Как-то весной Нансен и другие члены экспедиции пили кофе в гостях у главы колонии. Вдруг поселок огласился криками эскимосов: «Умиартуит! Умиартуит!» («Корабль! Корабль!»)
Все вскочили с мест и выбежали наружу. Далеко впереди в снежной пелене едва различимо виднелась «какая-то смутная тень».
Это был «Витбьёрн».
Прощание было грустным. И у тех, кто отплывал, и у тех, кто оставался, было тоскливо на душе. За несколько дней до отплытия парохода к Нансену пришел один из его друзей-эскимосов и сказал: «Теперь ты возвращаешься к себе в большой мир, откуда ты пришел. Там ты встретишь много людей, увидишь много нового и скоро забудешь нас. А мы тебя никогда не забудем».
Нансен не забыл эскимосов — ни своих личных друзей, ни весь этот народ. Каждое рождество он посылал подарки тому эскимосу, который научил его управлять каяком, и на всю жизнь остался защитником интересов этого народа.
30 мая корабль вошел в Христианияфьорд. Сияло солнце, сотни парусников и пароходов и толпы ликующих людей вышли встречать путешественников. Тогда-то на вопрос Дитрихсона о том, разве не приятно видеть всех этих людей, Равна и ответил: «Приятно. Хорошо бы это были олени».

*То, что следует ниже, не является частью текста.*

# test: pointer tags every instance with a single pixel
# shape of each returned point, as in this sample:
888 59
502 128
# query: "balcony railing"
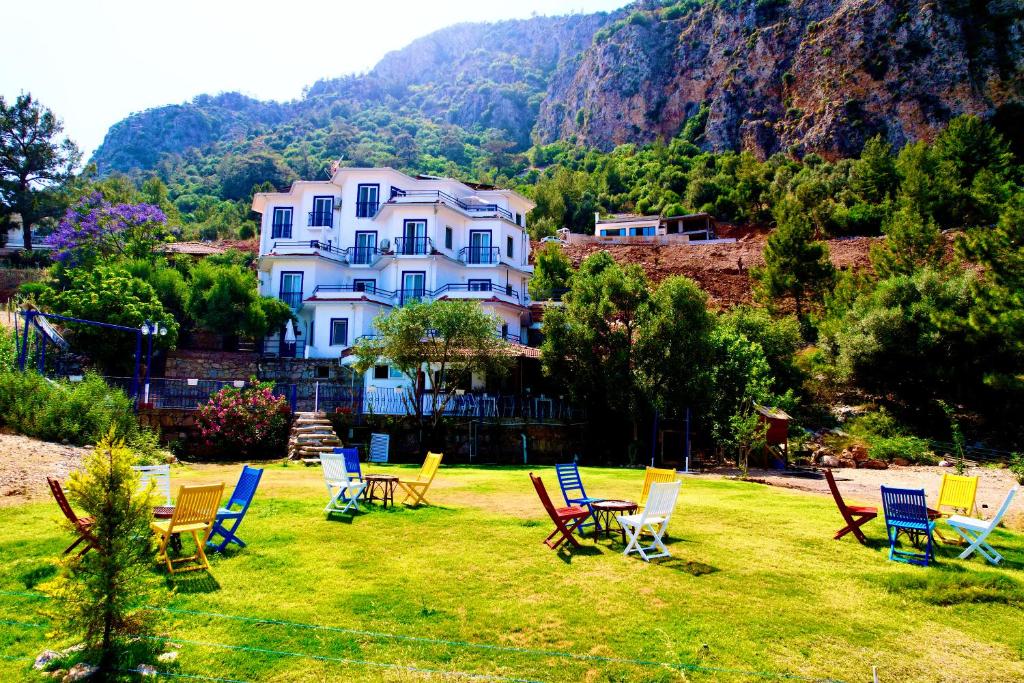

Этим походом Фритьоф Нансен прославился на весь мир. Но известность очень скоро стала ему в тягость. Когда-то, еще ничего не совершив, он мечтал о славе как о большом счастье. «Теперь же, отведав славы, я уже больше к ней не стремлюсь»,— сказал он. Нансена возмущало, что люди думают и говорят не о научной ценности экспедиции, а лишь о спортивной стороне похода. Он слышать не мог слова «спорт». Конечно, переход был бы немыслим без лыж, но спортивные навыки ему и его товарищам нужны были лишь как средство, поставленное на службу науке. Об этом почти все забывали. Нансен надеялся, что в конце концов люди поймут истинное значение экспедиции. Когда- все наблюдения будут обработаны и опубликованы, это даст результаты, имеющие практическое значение.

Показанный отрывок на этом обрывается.